Helping working parents is only half of Sproot’s mission. The complementary part aims to influence what kids eat. “Your flavor preferences are actually mostly established before age 5,” Katherine says. “So it really matters what you’re feeding children at that age.” With Katherine’s love of cooking and the help of a staff nutritionist, Sproot delivers tasty, fresh, minimally processed meals that are as locally sourced as possible and attractively packaged in reusable animal-shaped tins.

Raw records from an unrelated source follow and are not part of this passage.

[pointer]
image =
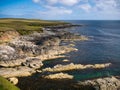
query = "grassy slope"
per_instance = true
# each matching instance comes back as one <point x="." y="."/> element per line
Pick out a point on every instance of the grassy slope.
<point x="25" y="26"/>
<point x="6" y="85"/>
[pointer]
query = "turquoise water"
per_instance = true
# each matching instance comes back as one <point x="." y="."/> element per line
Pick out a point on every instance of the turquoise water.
<point x="103" y="47"/>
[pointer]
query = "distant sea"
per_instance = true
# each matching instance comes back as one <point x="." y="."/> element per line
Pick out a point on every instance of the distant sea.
<point x="103" y="46"/>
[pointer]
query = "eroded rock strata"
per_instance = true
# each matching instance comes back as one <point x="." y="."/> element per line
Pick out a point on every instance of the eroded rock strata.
<point x="22" y="57"/>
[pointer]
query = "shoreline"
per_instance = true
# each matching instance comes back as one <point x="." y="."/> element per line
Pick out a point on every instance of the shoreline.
<point x="23" y="57"/>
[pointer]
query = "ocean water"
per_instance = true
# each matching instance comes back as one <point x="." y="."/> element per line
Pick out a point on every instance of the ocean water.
<point x="103" y="47"/>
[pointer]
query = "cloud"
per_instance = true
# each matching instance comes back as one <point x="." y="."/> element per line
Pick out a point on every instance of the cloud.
<point x="62" y="2"/>
<point x="69" y="2"/>
<point x="36" y="1"/>
<point x="55" y="11"/>
<point x="85" y="7"/>
<point x="73" y="8"/>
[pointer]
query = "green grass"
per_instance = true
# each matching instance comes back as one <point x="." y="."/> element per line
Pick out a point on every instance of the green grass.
<point x="6" y="85"/>
<point x="25" y="26"/>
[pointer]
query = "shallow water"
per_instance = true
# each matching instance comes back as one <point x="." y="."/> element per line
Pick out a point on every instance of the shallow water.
<point x="103" y="47"/>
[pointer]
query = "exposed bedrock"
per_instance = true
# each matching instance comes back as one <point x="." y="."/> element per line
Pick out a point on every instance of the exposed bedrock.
<point x="59" y="67"/>
<point x="20" y="71"/>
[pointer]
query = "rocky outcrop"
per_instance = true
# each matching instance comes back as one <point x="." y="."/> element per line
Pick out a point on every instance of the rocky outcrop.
<point x="7" y="36"/>
<point x="20" y="71"/>
<point x="58" y="76"/>
<point x="13" y="80"/>
<point x="59" y="68"/>
<point x="33" y="63"/>
<point x="109" y="83"/>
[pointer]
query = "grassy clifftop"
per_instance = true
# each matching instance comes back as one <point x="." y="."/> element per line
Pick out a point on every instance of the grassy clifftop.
<point x="25" y="26"/>
<point x="6" y="85"/>
<point x="13" y="27"/>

Now almost two years into delivering lunches, Katherine hopes to expand Sproot from an individual client base to also include direct-to-school contracts, as well as offering take-home dinners for families, cooking classes, and wellness events. “We want to continue doing individual lunches because it’s a huge need for parents. Getting a contract with a school would really help us as a business, though,” she says. The Sproot website has grown, too, with a blog, recipes, food news, and nutrition information. The positive feedback from families who love Sproot’s lunches makes all the hard work worthwhile. Katherine is thankful for the trust parents have given her and her budding company: “It’s hard to let go of having control of what your kids are eating; it takes a certain level of humility and reason.”